November Trailer Orders Jump 73% from ’08, but Remain Weak

Most Growth Is in Dry Vans, Reefers, Report Says
By Frederick Kiel, Staff Reporter

This story appears in the Jan. 11 print edition of Transport Topics.

Orders for new commercial trailers jumped 73% in November from the depressed level of a year ago, even as they fell 27% when compared with the unexpectedly strong order surge in October, according to ACT Research Co.

Despite the recent improvement in orders, ACT, Columbus, Ind., said the trailer manufacturing sector remained far from normal, and most industry executives agreed.



The November growth in net orders was strongest in the two largest trailer categories, dry and refrigerated vans, with each posting triple-digit gains from November 2008, ACT said in its monthly report on the trailer industry in late December.

“While we were happy to see the above-trend orders in October, our sense was that, given the continued oversupply of equipment and relative lack of freight, the jump in orders was unsustainable,” Kenny Vieth, partner and senior analyst with ACT, said in the statement. “On a more positive note, factory shipments remained above production levels, reducing inventories to a four-year low.”

ACT reported that 7,219 commercial trailers were ordered in November, compared with 4,173 in November 2008, and 9,820 in October of ’09.

“Overall, if you look at the count of all units, the market is maybe slightly up in the last part of [last] year,” Chris Hammond, vice president of dealer sales for Great Dane Trailers Inc., told Transport Topics.

“The largest increase has been in refrigerated trailers,” Hammond added. “The trend in reefers has been building up for six months.”

He said that some of the strength in reefers is tied to the California Air Resources Board, whose stricter emission standards for diesel refrigeration engines took effect Jan. 1. The standards apply to any trailer entering California.

Truckers have the choice of retrofitting their trailers or purchasing new ones that come with CARB-compliant engines.

“Another reason has been the necessity to trade out because reefers don’t last as long as dry vans or flatbeds,” Hammond said. “Dry vans can last 10 to 15 years, while a lot of reefer companies cycle them out in five to seven years.”

“We’re forecasting more reefer sales this year, while drys and flats will stay pretty similar to [last] year’s flat rate,” Hammond said.

Craig Bennett, senior vice president of sales and marketing for Utility Trailer Manufacturing Co., City of Industry, Calif., said his company has seen growth in both dry vans and reefers, but not in flatbeds.

“We’re seeing a little pickup in business, with the added depreciation benefits and with CARB-related activity, in both reefers and dry vans,” Bennett told TT. “We haven’t seen growth in flatbeds, which are still in the doldrums.”

He said that Utility was “forecasting an increase in sales of 10% to 15% this year over 2009, especially with freight tonnage coming back a little, and that’s helping.”

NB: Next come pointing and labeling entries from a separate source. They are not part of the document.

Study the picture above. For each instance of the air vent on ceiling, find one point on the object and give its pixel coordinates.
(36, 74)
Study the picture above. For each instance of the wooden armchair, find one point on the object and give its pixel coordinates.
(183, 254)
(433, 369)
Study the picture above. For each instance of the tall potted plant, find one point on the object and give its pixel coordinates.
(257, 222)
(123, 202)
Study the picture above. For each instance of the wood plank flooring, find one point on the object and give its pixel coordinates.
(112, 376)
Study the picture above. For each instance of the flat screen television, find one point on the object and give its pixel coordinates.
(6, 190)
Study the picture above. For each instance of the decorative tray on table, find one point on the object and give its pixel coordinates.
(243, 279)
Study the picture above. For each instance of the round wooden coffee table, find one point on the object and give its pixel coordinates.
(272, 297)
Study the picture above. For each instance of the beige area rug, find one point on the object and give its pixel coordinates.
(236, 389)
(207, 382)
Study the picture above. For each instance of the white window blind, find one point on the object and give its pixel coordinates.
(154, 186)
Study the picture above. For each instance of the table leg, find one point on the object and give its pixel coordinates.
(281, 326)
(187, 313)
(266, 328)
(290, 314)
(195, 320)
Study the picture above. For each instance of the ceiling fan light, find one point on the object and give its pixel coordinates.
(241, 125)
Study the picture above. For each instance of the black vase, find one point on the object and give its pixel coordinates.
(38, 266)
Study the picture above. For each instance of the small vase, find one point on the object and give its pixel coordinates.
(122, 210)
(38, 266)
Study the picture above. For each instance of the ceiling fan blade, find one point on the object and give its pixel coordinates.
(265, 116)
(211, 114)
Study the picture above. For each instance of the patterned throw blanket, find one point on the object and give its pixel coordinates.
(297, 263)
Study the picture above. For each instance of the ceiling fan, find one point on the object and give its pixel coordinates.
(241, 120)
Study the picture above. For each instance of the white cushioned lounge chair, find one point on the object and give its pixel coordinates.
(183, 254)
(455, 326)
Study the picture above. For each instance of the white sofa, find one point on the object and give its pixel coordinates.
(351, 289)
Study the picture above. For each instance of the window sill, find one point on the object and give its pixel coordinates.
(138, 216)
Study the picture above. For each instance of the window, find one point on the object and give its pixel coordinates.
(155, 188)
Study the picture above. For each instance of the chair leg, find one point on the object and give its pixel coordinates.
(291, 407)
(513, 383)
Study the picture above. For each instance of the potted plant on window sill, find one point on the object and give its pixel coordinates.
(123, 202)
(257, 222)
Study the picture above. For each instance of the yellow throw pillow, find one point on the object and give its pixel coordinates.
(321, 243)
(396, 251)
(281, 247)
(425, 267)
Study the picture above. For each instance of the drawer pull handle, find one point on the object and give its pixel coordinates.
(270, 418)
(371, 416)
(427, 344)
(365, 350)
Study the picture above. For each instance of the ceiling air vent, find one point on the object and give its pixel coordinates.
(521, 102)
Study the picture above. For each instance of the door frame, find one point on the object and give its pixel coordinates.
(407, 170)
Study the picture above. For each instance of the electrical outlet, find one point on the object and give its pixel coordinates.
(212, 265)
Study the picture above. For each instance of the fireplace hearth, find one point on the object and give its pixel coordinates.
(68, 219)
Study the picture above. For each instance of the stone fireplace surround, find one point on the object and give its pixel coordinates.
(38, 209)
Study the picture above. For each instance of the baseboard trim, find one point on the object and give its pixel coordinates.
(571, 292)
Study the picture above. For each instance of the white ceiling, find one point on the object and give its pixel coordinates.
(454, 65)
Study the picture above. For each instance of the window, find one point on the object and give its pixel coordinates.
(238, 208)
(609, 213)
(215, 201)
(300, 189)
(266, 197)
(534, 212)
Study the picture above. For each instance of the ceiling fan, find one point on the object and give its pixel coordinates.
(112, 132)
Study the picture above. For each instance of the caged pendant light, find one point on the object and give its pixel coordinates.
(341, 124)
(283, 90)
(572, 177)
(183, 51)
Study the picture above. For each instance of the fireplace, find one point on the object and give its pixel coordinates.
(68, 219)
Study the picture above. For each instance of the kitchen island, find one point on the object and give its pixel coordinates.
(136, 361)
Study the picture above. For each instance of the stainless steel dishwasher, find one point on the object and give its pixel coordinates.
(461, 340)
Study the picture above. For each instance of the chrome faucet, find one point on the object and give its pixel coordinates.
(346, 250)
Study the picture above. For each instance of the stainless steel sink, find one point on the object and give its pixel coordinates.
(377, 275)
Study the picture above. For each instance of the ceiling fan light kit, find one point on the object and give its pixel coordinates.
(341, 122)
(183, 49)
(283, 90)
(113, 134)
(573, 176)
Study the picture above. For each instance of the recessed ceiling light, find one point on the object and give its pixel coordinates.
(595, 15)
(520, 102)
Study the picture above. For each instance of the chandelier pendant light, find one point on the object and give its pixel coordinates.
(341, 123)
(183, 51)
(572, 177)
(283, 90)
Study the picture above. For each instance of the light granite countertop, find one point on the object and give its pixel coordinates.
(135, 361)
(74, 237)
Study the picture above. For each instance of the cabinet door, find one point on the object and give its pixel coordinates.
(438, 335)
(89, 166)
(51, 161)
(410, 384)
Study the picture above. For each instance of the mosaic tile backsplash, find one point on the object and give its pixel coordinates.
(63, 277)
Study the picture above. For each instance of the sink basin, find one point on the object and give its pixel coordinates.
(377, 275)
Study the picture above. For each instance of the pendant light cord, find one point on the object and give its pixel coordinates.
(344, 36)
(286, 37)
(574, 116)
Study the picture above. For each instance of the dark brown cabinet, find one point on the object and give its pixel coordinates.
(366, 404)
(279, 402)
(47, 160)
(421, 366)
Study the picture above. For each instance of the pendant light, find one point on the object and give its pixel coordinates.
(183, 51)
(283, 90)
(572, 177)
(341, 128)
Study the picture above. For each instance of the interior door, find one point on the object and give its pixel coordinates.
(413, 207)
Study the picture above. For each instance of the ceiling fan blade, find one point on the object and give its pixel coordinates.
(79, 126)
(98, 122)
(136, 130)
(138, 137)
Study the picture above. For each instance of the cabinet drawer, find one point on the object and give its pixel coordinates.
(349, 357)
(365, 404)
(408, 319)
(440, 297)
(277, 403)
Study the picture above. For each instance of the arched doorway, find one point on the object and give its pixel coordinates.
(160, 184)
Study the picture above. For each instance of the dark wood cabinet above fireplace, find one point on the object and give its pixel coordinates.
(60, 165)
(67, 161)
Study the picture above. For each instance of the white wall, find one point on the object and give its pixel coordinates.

Bennett also said that Utility already has hired back some laid-off workers.

“Our growth forecasts are nothing to rejoice about, though,” Bennett said. He explained that the forecasts were made against the worst year that the company has had in 35 years and that it still has far more laid-off people than the company was able to bring back.

“The other thing that’s helping is that tractors are getting heavier — 500 to 800 pounds heavier in 2010 — while the 80,000-pound weight limit remains static,” Bennett said. “That’s helped push sales of our composite dry vans, which are quite a bit lighter than any other composite dry van in the market.”

Glenn Harney, chief operating officer of Hyundai Translead, San Diego, also has seen some improvement.

“Our backlog is maybe slightly better than a year ago, and though the order activity is about the same, our quoting activity has improved, so we are mildly optimistic,” Harney told TT.

“Overall, we were down about 50% in sales in 2009, compared to 2008,” Harney said, “though reefers were down only about 10%.” He said he expected all of Hyundai’s products to improve in 2010, except for intermodal chassis.

“We were down about 80% in intermodal chassis last year, primarily because North American producers can no longer compete on price with Chinese manufacturers,” Harney said.

Stephen Latin-Kasper, director of market data and research for the National Truck Equipment Association, Farmington Hills, Mich., was more pessimistic.

“Our data shows trailer production did decline slightly from October to November and remains down from November,” Latin-Kasper told TT.

“Trailer production is likely to ramp up in the first half of 2010, not because the industry is improving but solely because it’s not as bad as the first half of 2009,” he said. “We don’t expect to see a substantial increase in sales until the second half of 2010, or even until the first half of 2011.”